Locked out and broke
Last week, Housing and Dining Services announced that it would be charging students for lock-outs by increasing $5 increments after an initial free first lockout, and the price of replacement ID cards from $15 to $25.
Because Housing and Dining officials didn’t specify why the change was necessary in their memo to students, it seems that they would use the money to make up the costs of replacing lost keys and cards. Their website, however, states that all funding will be allocated to Safewalk, a program that provides late-night escorts to walk students to residence halls from places on campus.
Safewalk is, admittedly, a good program to have, but it is unfair to slap increasingly severe punishments on students for accidentally locking themselves out.

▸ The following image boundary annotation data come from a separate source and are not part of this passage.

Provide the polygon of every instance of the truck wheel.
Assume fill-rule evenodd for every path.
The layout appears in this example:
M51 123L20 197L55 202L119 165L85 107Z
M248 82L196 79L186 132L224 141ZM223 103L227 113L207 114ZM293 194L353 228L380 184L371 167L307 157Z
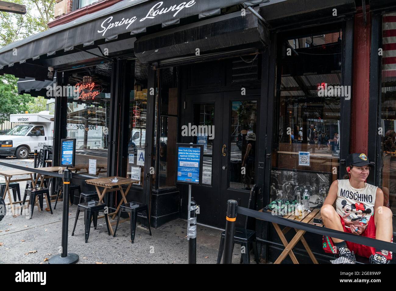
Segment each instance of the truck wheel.
M18 159L27 159L29 156L29 149L26 146L20 146L17 149L15 155Z

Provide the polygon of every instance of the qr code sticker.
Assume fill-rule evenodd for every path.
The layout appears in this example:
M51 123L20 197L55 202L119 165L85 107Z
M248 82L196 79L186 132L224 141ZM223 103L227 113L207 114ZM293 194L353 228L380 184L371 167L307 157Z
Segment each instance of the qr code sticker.
M309 154L300 152L299 154L299 165L309 165Z

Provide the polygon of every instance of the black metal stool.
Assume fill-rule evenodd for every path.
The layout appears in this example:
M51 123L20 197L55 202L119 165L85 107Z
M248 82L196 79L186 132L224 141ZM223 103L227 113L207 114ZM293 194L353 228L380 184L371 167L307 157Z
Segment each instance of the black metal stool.
M63 191L63 185L59 185L58 187L58 193L56 195L56 200L55 201L55 205L53 207L54 209L56 209L56 204L58 203L58 199L62 195L62 192ZM73 194L74 194L75 191L78 191L78 193L81 195L81 188L79 185L76 185L74 184L70 184L69 186L69 196L70 198L70 204L73 205ZM81 198L81 197L80 197Z
M18 195L18 201L21 201L21 191L19 190L19 184L17 182L11 182L8 184L8 188L12 190L12 196L14 198L14 201L17 201L17 194ZM6 194L6 183L0 183L0 197L3 197ZM19 203L19 205L21 204Z
M41 180L40 179L38 179L38 180L37 180L37 185L40 185L40 184L41 184ZM47 186L48 185L47 184L46 179L44 180L44 183L43 183L43 184L45 188L48 188ZM27 189L29 189L29 188L32 188L32 181L30 180L28 180L27 181L26 181L26 186L25 187L25 190L26 190Z
M82 199L84 202L88 202L93 200L99 200L99 197L98 196L98 193L96 191L90 191L88 192L82 192L80 194L80 200L78 200L78 203L81 203L81 199Z
M84 224L85 225L85 243L86 243L88 242L88 238L89 236L89 229L91 228L91 223L92 220L93 221L93 227L95 229L96 229L98 213L99 211L103 211L105 213L105 219L106 219L106 225L107 226L107 232L109 235L110 235L110 229L109 228L107 211L105 211L105 204L98 201L91 201L79 204L77 207L76 220L74 221L74 227L73 228L72 236L74 235L74 231L76 229L76 226L77 225L77 221L78 219L78 215L81 210L84 211L85 213Z
M31 219L32 217L33 216L33 209L34 207L34 202L36 201L36 197L38 197L38 207L42 211L44 194L47 196L47 199L48 201L48 205L50 205L50 210L51 211L51 214L52 214L52 208L51 205L51 199L50 198L50 191L48 188L45 188L44 187L38 187L33 189L27 189L25 190L25 195L23 195L23 201L22 202L22 205L21 207L21 214L22 214L23 211L23 206L26 202L26 196L27 195L30 196L29 204L30 204L30 217L29 217L29 219Z
M248 208L249 209L254 209L256 205L256 198L257 197L256 191L258 188L255 184L250 190L250 194L249 196L249 202L248 204ZM240 201L240 200L238 199ZM238 205L239 203L238 203ZM245 227L235 228L235 234L234 236L234 240L232 242L232 250L234 250L234 245L236 243L241 245L241 248L244 247L244 252L241 254L241 259L240 263L242 264L250 263L250 245L253 245L253 252L254 253L254 257L256 263L258 264L259 255L257 252L257 245L256 243L256 232L248 229L248 226L251 228L254 229L255 227L255 219L249 216L246 216L245 221ZM224 243L225 239L225 232L221 233L221 237L220 239L220 245L219 247L219 253L217 254L217 264L220 264L221 261L221 257L223 256L223 251L224 249Z
M117 228L118 226L118 223L120 221L120 217L121 216L121 212L131 213L131 240L132 243L133 243L135 239L135 234L136 230L136 221L137 219L137 213L141 211L146 211L148 222L148 230L150 235L151 235L151 228L150 227L150 221L148 221L148 207L147 204L139 203L137 202L131 202L122 204L120 207L118 211L118 216L117 218L117 224L116 225L116 229L114 231L113 237L116 236L117 232Z
M219 254L217 255L217 264L220 264L223 256L224 249L224 242L225 239L225 232L221 233L221 238L220 239L220 245L219 247ZM244 229L236 228L235 234L234 236L232 243L232 250L234 250L234 244L236 243L240 245L241 247L245 247L245 252L242 253L241 256L240 262L244 264L250 264L250 244L253 245L253 252L254 258L257 264L259 263L259 255L257 252L257 245L256 243L256 232L249 229Z
M88 192L82 192L80 194L80 200L78 200L78 204L81 203L81 199L83 200L83 202L88 202L94 200L96 201L99 201L99 196L98 196L97 192L96 191L89 191ZM85 212L84 212L84 221L85 221L86 215L85 215Z

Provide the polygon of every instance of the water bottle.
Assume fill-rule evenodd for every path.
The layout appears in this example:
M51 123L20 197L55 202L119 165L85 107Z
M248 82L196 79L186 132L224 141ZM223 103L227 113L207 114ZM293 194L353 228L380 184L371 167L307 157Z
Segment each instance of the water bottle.
M297 191L296 197L297 203L294 205L294 216L296 218L303 218L303 205L301 204L301 195L300 191Z
M309 194L306 189L304 191L304 195L303 196L303 205L304 205L304 210L308 212L311 212L309 209Z

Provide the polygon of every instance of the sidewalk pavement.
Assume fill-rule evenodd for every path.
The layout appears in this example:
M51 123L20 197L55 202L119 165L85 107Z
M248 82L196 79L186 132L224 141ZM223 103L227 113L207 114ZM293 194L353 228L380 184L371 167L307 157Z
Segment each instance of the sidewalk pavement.
M23 215L14 218L8 214L0 222L0 263L47 264L47 259L61 252L62 204L58 202L52 215L45 210L39 213L36 207L31 219ZM148 229L138 224L132 244L129 221L120 224L113 238L108 235L104 219L99 219L96 230L92 224L86 243L83 213L80 213L74 236L71 236L76 207L69 207L68 251L80 256L79 264L188 262L187 223L182 219L152 229L151 236ZM216 263L221 232L197 225L197 263ZM240 247L236 245L233 262L239 263L240 252Z

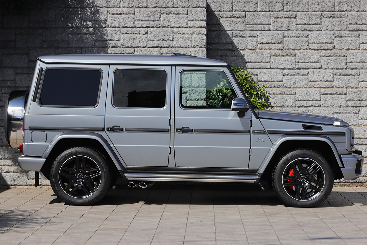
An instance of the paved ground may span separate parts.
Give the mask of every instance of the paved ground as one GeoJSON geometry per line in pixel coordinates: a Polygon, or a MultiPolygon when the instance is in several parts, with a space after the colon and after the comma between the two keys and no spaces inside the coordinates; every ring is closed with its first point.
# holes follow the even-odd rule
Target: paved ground
{"type": "Polygon", "coordinates": [[[98,204],[66,205],[51,189],[0,189],[0,244],[367,244],[364,187],[334,187],[313,208],[233,189],[115,189],[98,204]]]}

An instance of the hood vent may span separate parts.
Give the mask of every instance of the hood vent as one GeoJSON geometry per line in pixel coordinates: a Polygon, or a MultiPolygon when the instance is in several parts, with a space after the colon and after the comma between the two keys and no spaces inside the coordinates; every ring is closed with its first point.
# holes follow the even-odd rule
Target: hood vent
{"type": "Polygon", "coordinates": [[[302,127],[305,130],[316,130],[318,131],[322,130],[322,128],[321,127],[321,126],[317,126],[316,125],[302,124],[302,127]]]}

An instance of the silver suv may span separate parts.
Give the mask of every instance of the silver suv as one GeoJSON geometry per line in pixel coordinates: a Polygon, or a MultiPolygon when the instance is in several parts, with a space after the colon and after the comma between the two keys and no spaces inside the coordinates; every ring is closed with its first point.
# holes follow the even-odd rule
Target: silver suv
{"type": "Polygon", "coordinates": [[[15,91],[5,135],[66,203],[90,205],[118,178],[270,183],[294,207],[357,178],[354,131],[333,117],[256,110],[226,63],[182,56],[39,57],[15,91]],[[225,91],[224,92],[224,91],[225,91]]]}

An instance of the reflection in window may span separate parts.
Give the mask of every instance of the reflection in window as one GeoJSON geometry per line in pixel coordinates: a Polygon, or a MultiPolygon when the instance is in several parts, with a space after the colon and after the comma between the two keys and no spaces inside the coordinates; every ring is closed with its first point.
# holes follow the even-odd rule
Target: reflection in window
{"type": "Polygon", "coordinates": [[[101,74],[99,70],[48,69],[39,102],[44,106],[95,106],[101,74]]]}
{"type": "Polygon", "coordinates": [[[167,73],[163,70],[116,70],[112,103],[116,107],[161,108],[166,104],[167,73]]]}
{"type": "Polygon", "coordinates": [[[236,97],[223,71],[185,71],[180,82],[184,108],[230,108],[236,97]]]}

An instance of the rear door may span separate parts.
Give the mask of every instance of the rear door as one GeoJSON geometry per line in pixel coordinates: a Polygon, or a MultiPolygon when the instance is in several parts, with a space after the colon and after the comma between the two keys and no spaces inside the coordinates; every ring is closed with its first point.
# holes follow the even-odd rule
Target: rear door
{"type": "Polygon", "coordinates": [[[251,113],[240,118],[231,110],[232,100],[241,95],[226,68],[176,70],[176,166],[248,168],[251,113]]]}
{"type": "Polygon", "coordinates": [[[105,129],[128,166],[167,166],[170,67],[111,65],[105,129]]]}

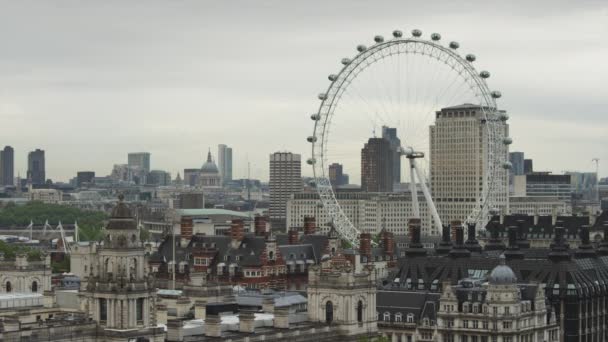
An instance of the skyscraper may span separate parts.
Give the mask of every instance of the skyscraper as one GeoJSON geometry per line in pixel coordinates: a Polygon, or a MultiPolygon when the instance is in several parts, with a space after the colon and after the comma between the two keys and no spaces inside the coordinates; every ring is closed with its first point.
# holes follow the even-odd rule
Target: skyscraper
{"type": "Polygon", "coordinates": [[[348,184],[348,175],[344,173],[342,164],[333,163],[329,165],[329,182],[334,188],[348,184]]]}
{"type": "Polygon", "coordinates": [[[150,172],[150,153],[148,152],[136,152],[129,153],[128,155],[128,164],[132,169],[139,169],[145,171],[145,173],[150,172]]]}
{"type": "Polygon", "coordinates": [[[44,151],[36,149],[27,155],[27,178],[32,184],[44,184],[46,182],[46,166],[44,151]]]}
{"type": "Polygon", "coordinates": [[[387,126],[382,126],[382,138],[388,140],[393,153],[393,183],[401,183],[401,140],[397,137],[397,129],[387,126]]]}
{"type": "MultiPolygon", "coordinates": [[[[483,197],[486,180],[488,134],[479,106],[464,104],[442,108],[430,127],[431,193],[442,223],[465,220],[483,197]]],[[[504,134],[508,125],[503,124],[504,134]]],[[[507,145],[499,144],[505,160],[507,145]]],[[[505,211],[508,201],[508,173],[500,165],[492,196],[497,209],[505,211]]],[[[439,234],[439,232],[435,232],[439,234]]]]}
{"type": "Polygon", "coordinates": [[[222,183],[232,180],[232,148],[224,144],[217,145],[217,161],[222,176],[222,183]]]}
{"type": "Polygon", "coordinates": [[[287,200],[303,190],[299,154],[275,152],[270,155],[270,223],[274,230],[285,230],[287,200]]]}
{"type": "Polygon", "coordinates": [[[5,146],[0,151],[0,185],[15,184],[15,151],[10,146],[5,146]]]}
{"type": "Polygon", "coordinates": [[[393,160],[394,153],[388,140],[370,138],[361,149],[361,190],[392,192],[393,160]]]}
{"type": "Polygon", "coordinates": [[[529,175],[534,172],[534,165],[532,159],[524,159],[524,174],[529,175]]]}

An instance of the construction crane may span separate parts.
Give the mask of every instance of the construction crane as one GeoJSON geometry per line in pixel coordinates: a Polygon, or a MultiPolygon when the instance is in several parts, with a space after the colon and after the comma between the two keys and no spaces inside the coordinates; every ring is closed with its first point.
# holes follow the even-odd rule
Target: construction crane
{"type": "Polygon", "coordinates": [[[597,196],[597,201],[600,201],[600,158],[591,159],[592,162],[595,162],[595,196],[597,196]]]}

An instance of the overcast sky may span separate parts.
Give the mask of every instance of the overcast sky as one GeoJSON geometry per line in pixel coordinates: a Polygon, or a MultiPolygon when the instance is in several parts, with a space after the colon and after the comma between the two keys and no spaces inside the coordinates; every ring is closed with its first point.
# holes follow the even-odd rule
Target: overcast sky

When we lose our IDs or get locked out, we are already inconvenienced by the loss of our meal plans, bank accounts, ID numbers, and access to campus facilities — we don’t need the added burden of increasingly large fines.
In addition, Safewalk does not seem the best use of the funds accrued from this penalty. If Housing and Dining insists on fining students, the money could be used more effectively to increase the number of emergency call boxes (which offer 24-hour safety), add lighting to dark areas of campus, or make facility improvements to residential buildings.
Perhaps more directly, the money could feed into improving the printing of cards. Currently, the faces of ID cards wear off quickly. Higher-quality printing could save some money in the long run by decreasing the number of replacement cards the university provides to students for free.
Safewalk only operates between 10 p.m. and 2 a.m., and is only really useful for students who live on campus. If we’re going to be charged more for lockouts and ID cards, the money should be used for improvements that affect the entire campus community.